Le magazine droitier Frontières et son directeur de la publication Erik Tegner viennent d’être lourdement condamnés (plusieurs dizaines de milliers d’euros et 6 mois de prison avec sursis) par le tribunal correctionnel de Bobigny.
Il leur est reproché d’avoir, dans un numéro hors-série paru en janvier 2025, publié une enquête évoquant une soixantaine d’avocats défendant avec ferveur les étrangers en délicatesse avec la loi française… Elle indiquait les nom, prénom et ville d’exercice de ces militants idéologiques qui profitent en passant d’un business juteux financé par les impôts, or ce sont là des informations parfaitement publiques.

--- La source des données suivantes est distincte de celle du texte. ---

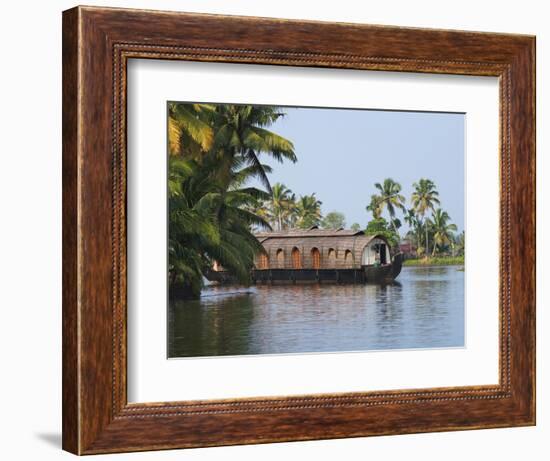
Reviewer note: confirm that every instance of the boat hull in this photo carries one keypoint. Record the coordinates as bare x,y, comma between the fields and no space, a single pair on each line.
365,274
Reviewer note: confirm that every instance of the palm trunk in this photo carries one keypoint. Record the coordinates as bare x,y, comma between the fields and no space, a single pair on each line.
426,249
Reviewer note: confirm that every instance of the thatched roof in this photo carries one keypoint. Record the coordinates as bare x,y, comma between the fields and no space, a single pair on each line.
311,232
347,246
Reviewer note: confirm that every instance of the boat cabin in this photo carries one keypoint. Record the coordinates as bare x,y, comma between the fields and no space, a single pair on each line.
321,249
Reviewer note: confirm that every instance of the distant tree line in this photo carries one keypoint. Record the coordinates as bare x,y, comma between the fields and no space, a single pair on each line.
430,227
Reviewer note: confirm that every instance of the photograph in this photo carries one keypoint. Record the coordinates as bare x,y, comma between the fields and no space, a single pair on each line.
297,230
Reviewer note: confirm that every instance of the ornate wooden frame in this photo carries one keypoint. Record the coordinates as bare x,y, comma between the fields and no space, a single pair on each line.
97,43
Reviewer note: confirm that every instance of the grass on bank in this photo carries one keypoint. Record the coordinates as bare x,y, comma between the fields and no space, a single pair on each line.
436,261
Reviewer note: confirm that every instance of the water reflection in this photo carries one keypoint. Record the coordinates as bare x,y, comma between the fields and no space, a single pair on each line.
424,309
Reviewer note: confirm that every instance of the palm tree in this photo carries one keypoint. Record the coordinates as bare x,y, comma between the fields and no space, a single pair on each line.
241,137
415,226
308,211
424,198
281,205
460,243
334,220
207,223
375,206
189,126
389,197
443,230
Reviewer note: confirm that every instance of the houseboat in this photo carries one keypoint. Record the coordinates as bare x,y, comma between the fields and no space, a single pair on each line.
322,256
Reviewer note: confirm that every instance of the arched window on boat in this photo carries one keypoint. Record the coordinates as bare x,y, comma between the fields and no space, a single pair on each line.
349,259
331,258
280,258
296,259
315,258
263,261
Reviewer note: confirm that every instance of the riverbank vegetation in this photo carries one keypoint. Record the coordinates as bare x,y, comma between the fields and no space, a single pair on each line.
216,151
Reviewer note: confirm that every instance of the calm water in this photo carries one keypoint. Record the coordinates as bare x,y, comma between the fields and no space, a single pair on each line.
425,308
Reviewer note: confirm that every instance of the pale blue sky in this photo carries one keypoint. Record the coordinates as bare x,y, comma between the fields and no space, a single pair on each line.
343,152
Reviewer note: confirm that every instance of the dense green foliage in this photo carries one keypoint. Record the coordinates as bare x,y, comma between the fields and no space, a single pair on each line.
333,220
382,227
214,151
430,229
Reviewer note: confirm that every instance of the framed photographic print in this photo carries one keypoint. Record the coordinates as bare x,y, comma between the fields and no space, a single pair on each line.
284,230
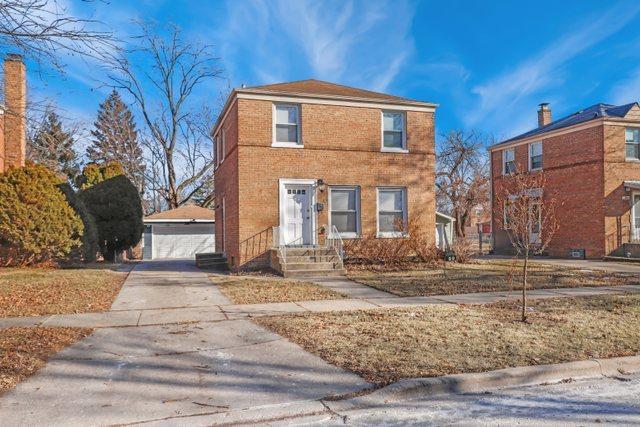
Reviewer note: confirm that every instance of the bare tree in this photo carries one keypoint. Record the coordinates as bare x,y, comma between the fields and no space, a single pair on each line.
179,137
42,29
529,219
462,179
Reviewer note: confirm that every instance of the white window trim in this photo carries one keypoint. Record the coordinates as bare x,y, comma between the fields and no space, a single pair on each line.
530,147
505,225
504,160
404,133
275,143
629,159
405,215
358,212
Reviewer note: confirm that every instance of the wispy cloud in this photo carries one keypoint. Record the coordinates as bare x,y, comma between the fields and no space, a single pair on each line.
509,91
354,42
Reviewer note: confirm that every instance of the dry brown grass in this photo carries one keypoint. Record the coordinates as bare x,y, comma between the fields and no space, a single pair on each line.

Mais le tribunal a considéré que le ton accusatoire de l’article exposait sciemment ces avocats à des risques de harcèlement, menaces ou violences en ligne.

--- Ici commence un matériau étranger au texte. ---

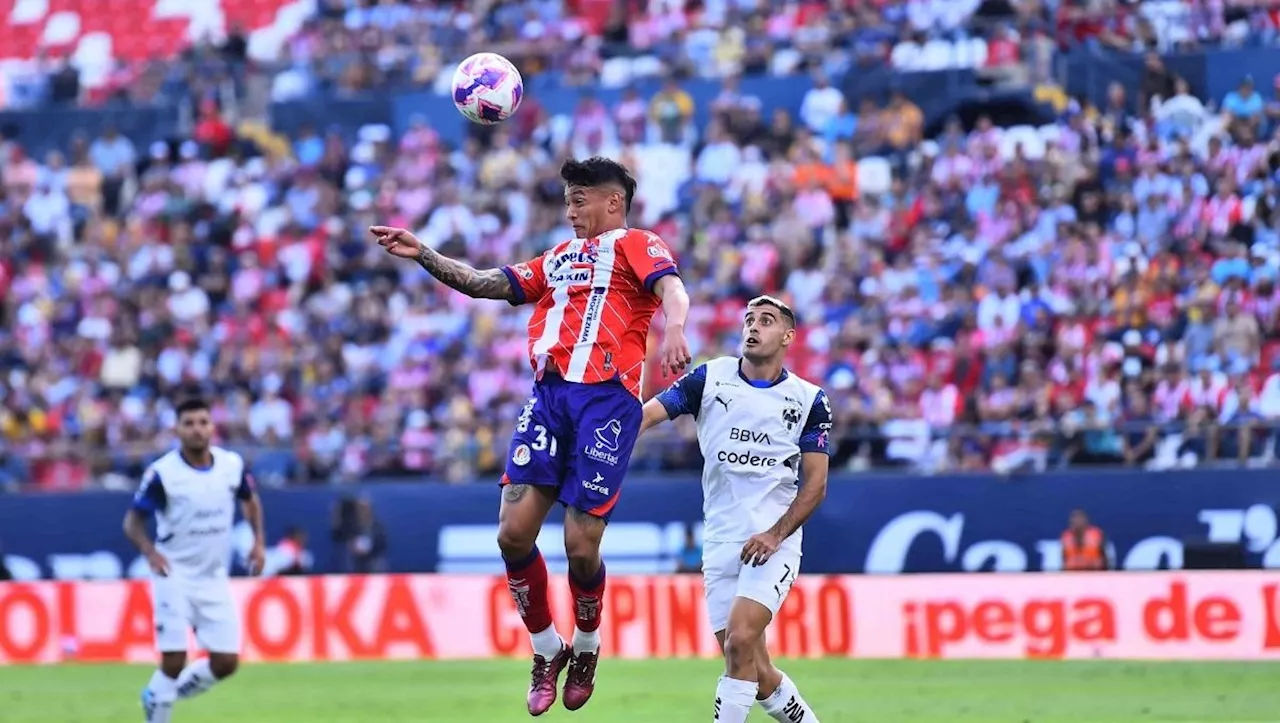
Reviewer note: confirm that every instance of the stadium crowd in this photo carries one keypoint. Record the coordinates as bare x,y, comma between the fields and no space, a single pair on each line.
1104,292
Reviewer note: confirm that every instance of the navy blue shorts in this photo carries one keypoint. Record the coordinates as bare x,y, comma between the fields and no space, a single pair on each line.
576,438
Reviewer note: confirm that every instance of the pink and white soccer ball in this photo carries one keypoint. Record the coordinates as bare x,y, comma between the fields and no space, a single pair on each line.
487,88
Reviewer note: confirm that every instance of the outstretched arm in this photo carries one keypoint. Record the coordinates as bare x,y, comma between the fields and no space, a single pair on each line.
684,397
654,413
251,507
489,283
675,307
813,490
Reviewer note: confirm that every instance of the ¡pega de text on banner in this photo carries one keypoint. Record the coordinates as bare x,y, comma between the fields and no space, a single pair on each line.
1137,616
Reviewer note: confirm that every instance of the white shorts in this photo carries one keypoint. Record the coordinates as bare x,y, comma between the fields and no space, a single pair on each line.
201,605
725,577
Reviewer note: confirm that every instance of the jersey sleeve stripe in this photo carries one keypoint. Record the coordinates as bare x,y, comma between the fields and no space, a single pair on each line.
517,291
653,278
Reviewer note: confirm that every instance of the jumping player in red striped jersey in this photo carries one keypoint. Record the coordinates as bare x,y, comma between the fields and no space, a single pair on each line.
594,298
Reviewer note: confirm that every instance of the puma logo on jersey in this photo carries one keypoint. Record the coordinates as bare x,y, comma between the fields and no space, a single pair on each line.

Évidemment, quand ce sont des militants ou contributeurs anonymes à des sites de droite qui sont désignés à la vindicte (avec identité, employeur, etc.) par des sites d’extrême-gauche ou même des gros médias comme Le Monde, ça ne pose pas de problème…
Or, le président du tribunal qui a prononcé cette choquante sanction, un juge arabe nommé Youssef Badr, se révèle être un activiste pro-immigration multipliant les prises de positions à gauche dans les médias…

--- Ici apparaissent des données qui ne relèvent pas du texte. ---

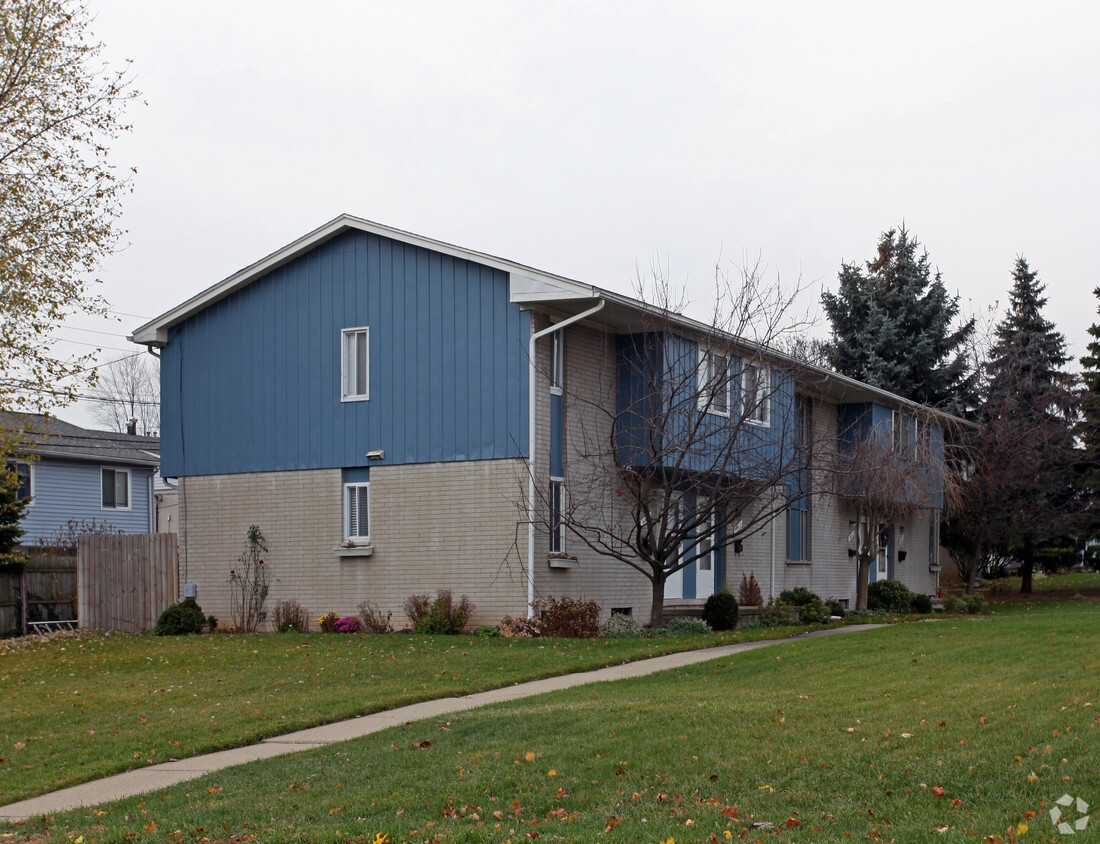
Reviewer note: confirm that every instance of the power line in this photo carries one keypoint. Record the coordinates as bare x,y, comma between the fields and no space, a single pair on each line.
94,346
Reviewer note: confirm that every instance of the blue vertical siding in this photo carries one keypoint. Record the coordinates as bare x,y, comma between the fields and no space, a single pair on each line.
69,490
252,383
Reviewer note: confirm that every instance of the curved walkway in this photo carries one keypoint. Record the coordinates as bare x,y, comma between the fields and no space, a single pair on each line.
168,774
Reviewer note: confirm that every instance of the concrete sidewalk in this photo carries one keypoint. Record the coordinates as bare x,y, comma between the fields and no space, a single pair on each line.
172,773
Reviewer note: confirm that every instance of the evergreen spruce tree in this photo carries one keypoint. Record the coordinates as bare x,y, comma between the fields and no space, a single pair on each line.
893,327
1088,431
1030,406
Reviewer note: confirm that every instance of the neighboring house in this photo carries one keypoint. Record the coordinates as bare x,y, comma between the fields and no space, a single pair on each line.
74,474
362,395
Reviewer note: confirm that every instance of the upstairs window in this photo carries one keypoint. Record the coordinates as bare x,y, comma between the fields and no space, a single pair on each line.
902,434
354,364
713,382
755,394
358,512
25,489
116,489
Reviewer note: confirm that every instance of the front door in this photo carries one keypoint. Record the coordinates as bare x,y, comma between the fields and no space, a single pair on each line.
704,563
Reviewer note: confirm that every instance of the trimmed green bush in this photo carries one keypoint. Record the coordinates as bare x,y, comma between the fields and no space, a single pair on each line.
719,612
620,626
688,627
180,618
891,595
776,613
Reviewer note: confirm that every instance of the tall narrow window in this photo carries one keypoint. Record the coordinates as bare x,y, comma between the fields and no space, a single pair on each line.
116,486
557,362
755,393
557,527
354,364
358,512
713,382
902,434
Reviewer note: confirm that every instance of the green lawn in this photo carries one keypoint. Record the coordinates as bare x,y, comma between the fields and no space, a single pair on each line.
83,705
953,730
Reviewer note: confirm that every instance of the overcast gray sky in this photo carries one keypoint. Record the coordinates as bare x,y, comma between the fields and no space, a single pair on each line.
586,138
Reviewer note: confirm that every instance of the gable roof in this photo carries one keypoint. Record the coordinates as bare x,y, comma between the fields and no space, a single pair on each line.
47,436
535,287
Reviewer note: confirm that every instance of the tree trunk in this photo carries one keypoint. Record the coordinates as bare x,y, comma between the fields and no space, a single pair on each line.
1027,568
971,577
862,580
657,605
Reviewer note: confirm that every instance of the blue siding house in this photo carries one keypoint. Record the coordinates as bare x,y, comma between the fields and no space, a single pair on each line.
400,415
75,477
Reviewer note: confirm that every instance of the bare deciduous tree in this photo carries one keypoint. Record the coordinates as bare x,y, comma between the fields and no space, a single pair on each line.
129,393
884,475
697,441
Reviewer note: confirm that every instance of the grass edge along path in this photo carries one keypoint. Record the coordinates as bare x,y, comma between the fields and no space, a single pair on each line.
964,730
78,707
134,782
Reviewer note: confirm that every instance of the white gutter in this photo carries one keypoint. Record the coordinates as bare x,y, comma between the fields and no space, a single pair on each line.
530,444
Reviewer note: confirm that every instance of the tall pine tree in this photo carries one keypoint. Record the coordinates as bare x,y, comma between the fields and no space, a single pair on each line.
893,327
1031,399
1088,431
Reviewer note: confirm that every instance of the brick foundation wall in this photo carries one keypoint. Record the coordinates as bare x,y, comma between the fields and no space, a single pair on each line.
433,526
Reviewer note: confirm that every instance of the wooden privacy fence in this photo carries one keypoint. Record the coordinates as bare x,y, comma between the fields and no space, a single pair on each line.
127,581
40,593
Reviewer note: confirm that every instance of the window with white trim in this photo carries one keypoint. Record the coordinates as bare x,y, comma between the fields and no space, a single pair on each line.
116,489
354,364
25,472
713,381
902,434
557,526
933,537
557,362
358,513
757,403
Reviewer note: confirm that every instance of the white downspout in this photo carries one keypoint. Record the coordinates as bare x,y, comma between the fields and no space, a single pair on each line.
771,587
531,427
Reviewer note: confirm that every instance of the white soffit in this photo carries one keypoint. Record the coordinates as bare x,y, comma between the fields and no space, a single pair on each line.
526,288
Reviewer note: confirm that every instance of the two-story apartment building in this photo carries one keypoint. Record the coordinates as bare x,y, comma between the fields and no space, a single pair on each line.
386,407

« J’ai voulu être magistrat (…) car j’ai toujours pesté contre les contrôles au faciès et ayant grandi en banlieue, alors pour avoir un impact sur les choses il faut être magistrat » a-t-il par exemple expliqué.
Or un juge ne « cherche pas à avoir un impact sur les choses », mais à effectuer impartialement et justement son métier de juge.
Bref, un exemple parmi d’autres de l’état de pourrissement de la justice française, entre gauchisme et grand-remplacement hostile.